NCPLS.jl

NCPLS.jl provides a Julia implementation of the N-way Canonical Partial Least Squares (N-CPLS) algorithm, as proposed by Liland et al. (2022), for both regression and discriminant analysis of tensor-valued predictors. This method extends the CPLS approach introduced by Indahl et al. (2009), which was originally designed for matrix-shaped predictors. The matrix-based approach is implemented in the Julia package CPPLS.jl, which additionally incorporates the "power" parameter extension outlined by Indahl (2009) and Liland & Indahl (2009)—hence the additional "P" in the acronym.

Installation

The package is currently unregistered, so install it directly from GitHub:

julia> ]
pkg> add https://github.com/oniehuis/NCPLS.jl

Then load it with:

julia> using NCPLS

Scope

The package supports supervised latent-variable modelling with numeric response matrices, categorical class labels, and hybrid response blocks that combine class-indicator columns with continuous traits. Fitting is controlled through NCPLSModel, which separates model configuration from the data passed to fit. The resulting fitted models provide prediction, class assignment where a class block is defined, latent projections, regression coefficients, fitted values, residuals, and labels or metadata retained from model fitting.

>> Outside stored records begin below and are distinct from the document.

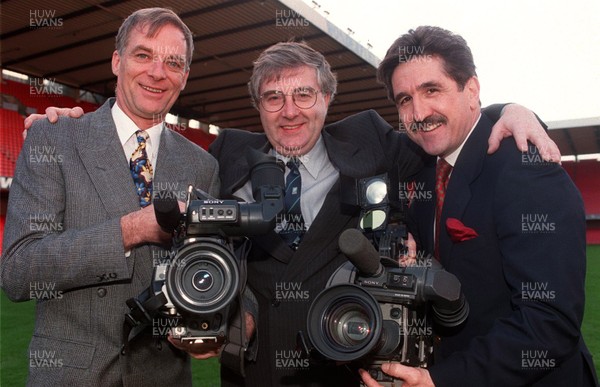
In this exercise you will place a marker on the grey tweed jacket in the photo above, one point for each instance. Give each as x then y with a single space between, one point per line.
63 248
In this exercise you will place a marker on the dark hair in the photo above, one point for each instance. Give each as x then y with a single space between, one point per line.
290 55
154 19
428 41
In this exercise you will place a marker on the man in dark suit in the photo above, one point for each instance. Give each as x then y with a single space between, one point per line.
292 86
76 239
510 226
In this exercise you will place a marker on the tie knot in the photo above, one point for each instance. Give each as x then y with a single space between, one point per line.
293 164
443 169
141 136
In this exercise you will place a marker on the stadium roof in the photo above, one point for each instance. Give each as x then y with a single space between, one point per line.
71 42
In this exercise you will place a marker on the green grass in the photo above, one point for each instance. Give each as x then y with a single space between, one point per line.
16 327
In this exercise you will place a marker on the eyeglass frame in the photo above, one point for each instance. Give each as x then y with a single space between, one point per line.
279 92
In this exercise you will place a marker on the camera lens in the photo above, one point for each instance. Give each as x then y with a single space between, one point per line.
203 277
202 280
344 322
350 325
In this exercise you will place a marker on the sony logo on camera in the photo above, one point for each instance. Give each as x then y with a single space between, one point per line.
198 283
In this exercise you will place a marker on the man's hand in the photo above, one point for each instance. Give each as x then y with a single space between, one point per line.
412 376
140 227
203 351
521 123
198 351
52 114
410 258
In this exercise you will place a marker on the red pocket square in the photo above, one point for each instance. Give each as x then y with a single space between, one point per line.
458 231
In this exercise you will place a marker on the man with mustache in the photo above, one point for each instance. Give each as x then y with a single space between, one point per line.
510 226
292 86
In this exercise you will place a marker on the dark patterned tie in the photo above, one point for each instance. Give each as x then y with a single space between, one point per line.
293 224
442 173
141 170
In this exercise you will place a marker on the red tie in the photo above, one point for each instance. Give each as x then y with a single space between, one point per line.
442 174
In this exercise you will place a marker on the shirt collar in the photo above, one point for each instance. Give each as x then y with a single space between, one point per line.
452 157
313 161
126 127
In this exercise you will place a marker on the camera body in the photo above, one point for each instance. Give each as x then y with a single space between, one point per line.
196 291
374 310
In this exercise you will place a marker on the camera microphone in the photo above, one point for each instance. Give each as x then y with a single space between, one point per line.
166 210
360 252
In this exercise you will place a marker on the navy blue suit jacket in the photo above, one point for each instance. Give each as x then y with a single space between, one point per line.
523 275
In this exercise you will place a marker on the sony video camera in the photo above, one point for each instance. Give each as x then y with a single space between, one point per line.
195 291
373 310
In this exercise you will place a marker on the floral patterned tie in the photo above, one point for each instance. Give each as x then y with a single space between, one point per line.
141 170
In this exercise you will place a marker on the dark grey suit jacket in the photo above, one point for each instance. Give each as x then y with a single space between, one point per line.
359 146
63 247
523 274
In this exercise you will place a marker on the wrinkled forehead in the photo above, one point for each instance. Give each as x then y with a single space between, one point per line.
290 78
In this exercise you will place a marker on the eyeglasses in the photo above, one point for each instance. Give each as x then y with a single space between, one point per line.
274 100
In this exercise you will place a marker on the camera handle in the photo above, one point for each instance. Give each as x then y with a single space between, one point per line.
141 311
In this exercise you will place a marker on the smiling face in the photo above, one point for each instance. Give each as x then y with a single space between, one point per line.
293 131
431 102
151 72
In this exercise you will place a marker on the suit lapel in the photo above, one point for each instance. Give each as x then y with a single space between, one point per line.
467 168
102 155
324 231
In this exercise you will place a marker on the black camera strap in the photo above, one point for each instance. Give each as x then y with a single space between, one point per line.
233 352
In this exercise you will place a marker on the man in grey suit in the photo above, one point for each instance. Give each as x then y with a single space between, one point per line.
292 86
76 239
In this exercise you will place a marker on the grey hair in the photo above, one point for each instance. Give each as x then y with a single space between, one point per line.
154 19
290 55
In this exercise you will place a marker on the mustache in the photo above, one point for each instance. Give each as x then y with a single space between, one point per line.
424 125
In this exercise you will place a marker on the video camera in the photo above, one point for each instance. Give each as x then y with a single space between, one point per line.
197 288
373 310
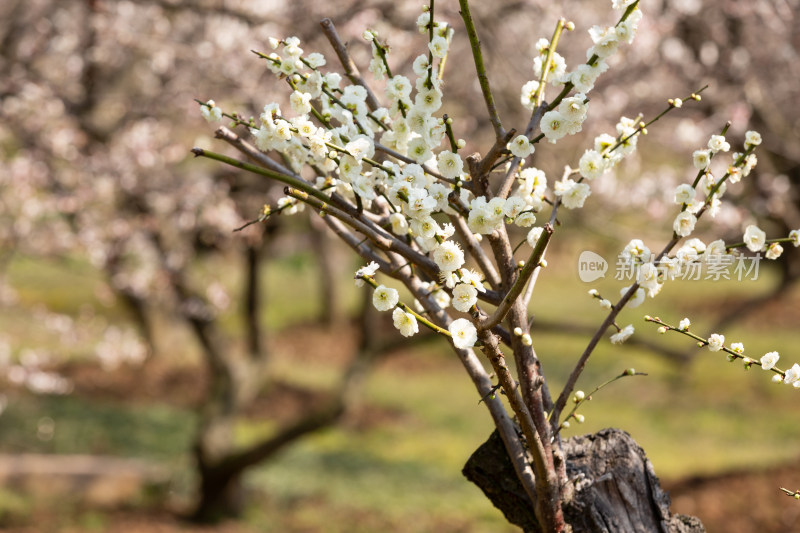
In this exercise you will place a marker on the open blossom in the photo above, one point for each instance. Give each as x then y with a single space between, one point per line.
623 335
405 322
716 342
774 251
520 146
684 194
464 297
795 236
754 238
449 164
684 223
385 298
448 256
366 271
592 165
752 138
792 376
769 360
718 143
463 333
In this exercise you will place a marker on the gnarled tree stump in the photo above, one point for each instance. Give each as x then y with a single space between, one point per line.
616 490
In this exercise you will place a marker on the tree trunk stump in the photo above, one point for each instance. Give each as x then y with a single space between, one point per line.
616 490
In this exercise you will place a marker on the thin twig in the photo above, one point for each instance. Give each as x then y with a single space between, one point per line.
477 55
350 68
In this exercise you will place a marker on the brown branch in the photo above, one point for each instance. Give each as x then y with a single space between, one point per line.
350 68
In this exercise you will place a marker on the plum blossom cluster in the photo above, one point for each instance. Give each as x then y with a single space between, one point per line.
735 351
336 131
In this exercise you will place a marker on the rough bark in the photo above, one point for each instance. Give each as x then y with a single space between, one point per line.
616 490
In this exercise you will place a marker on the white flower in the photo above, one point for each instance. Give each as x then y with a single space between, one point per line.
795 236
300 102
714 251
636 250
368 270
385 298
399 224
754 238
450 164
592 165
405 322
716 342
684 223
211 112
792 375
533 236
520 146
528 93
701 159
718 143
464 297
463 333
684 194
623 335
774 251
769 360
554 125
448 256
752 138
526 219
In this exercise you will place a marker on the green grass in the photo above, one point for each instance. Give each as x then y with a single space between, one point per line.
400 470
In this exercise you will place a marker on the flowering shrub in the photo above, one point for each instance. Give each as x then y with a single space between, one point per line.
391 182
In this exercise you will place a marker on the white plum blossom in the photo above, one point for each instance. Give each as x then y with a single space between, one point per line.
520 146
701 159
385 298
366 271
769 360
754 238
794 235
623 335
448 256
774 251
684 194
592 165
405 322
464 297
684 223
717 143
533 236
752 138
399 224
716 342
792 376
463 333
449 164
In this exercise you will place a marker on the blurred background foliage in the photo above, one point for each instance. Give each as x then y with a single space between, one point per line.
115 245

NCPLS.jl includes helper functionality for common preprocessing and encoding tasks, including one-hot encoding of class labels and utility functions used in chemometric and multivariate workflows. In addition, the package provides dedicated cross-validation and permutation-testing routines for regression and discriminant analysis, together with visualization helpers for score plots, coefficient landscapes, loading-weight landscapes, and multilinear weight profiles. Fitting can also include optional additional responses through Yadd, which influence component extraction but are not themselves prediction targets, and optional observation weights for weighted preprocessing and supervised fitting. The dedicated discriminant-analysis cross-validation helpers target categorical labels or pure one-hot class-indicator matrices; hybrid response workflows rely on the more general nested cross-validation functions with custom callbacks.

Quick Start

using NCPLS
using Statistics
using CairoMakie

data = synthetic_multilinear_hybrid_data(
    nmajor=60,
    nminor=40,
    mode_dims=(40, 30),
    orthogonal_truth=true,
    integer_counts=false
)

model = NCPLSModel(
    ncomponents=2,
    multilinear=true,
    orthogonalize_mode_weights=true
)

mf = fit(
    model,
    data.X,
    categorical(data.sampleclasses_string);
    Yadd=data.Yadd,
    obs_weights=data.obs_weights,
    samplelabels=data.samplelabels,
    predictoraxes=data.predictoraxes
)

plt = scoreplot(mf; backend=:makie, figure_kwargs=(; size=(900, 600)))
save("quickstart_scoreplot.svg", plt)

pred_classes = predictclasses(mf, data.X, 2)
class_accuracy = mean(pred_classes .== data.sampleclasses_string)

0.99

Why Separate from CPPLS.jl?

NCPLS.jl is kept separate from CPPLS.jl even though the two packages share much of the same modelling philosophy. CPPLS.jl targets matrix-valued predictors, whereas NCPLS.jl targets genuinely multiway predictors and therefore needs different data representations, multilinear loading-weight routines, and visualization workflows. Keeping the packages separate makes the implementation easier to maintain and the user-facing API easier to understand. If both packages are loaded into the same session, be sure to use fully qualified names to disambiguate (e.g., NCPLS.predict vs. CPPLS.predict).

CPPLS.jl: closely related CPLS implementation for matrix-valued predictors rather than multiway predictors.

Disclaimer

NCPLS.jl is provided "as is," without warranty of any kind. Users are responsible for independently validating all outputs and interpretations and for determining suitability for their specific applications. The authors and contributors disclaim any liability for errors, omissions, or any consequences arising from use of the software, including use in regulated, clinical, or safety-critical contexts.

References

Indahl UG (2005): A twist to partial least squares regression. Journal of Chemometrics 19: 32–44. DOI.
Indahl UG, Liland KH, Naes T (2009): Canonical partial least squares — a unified PLS approach to classification and regression problems. Journal of Chemometrics 23: 495-504. DOI.
Liland KH, Indahl UG (2009): Powered partial least squares discriminant analysis. Journal of Chemometrics 23: 7-18. DOI.
Liland KH, Indahl UG, Skogholt J, Mishra P (2022): The canonical partial least squares approach to analysing multiway datasets—N-CPLS. Journal of Chemometrics 36: e3432. DOI.
Smit S, van Breemen MJ, Hoefsloot HCJ, Smilde AK, Aerts JMFG, de Koster CG (2007): Assessing the statistical validity of proteomics based biomarkers. Analytica Chimica Acta 592: 210-217. DOI.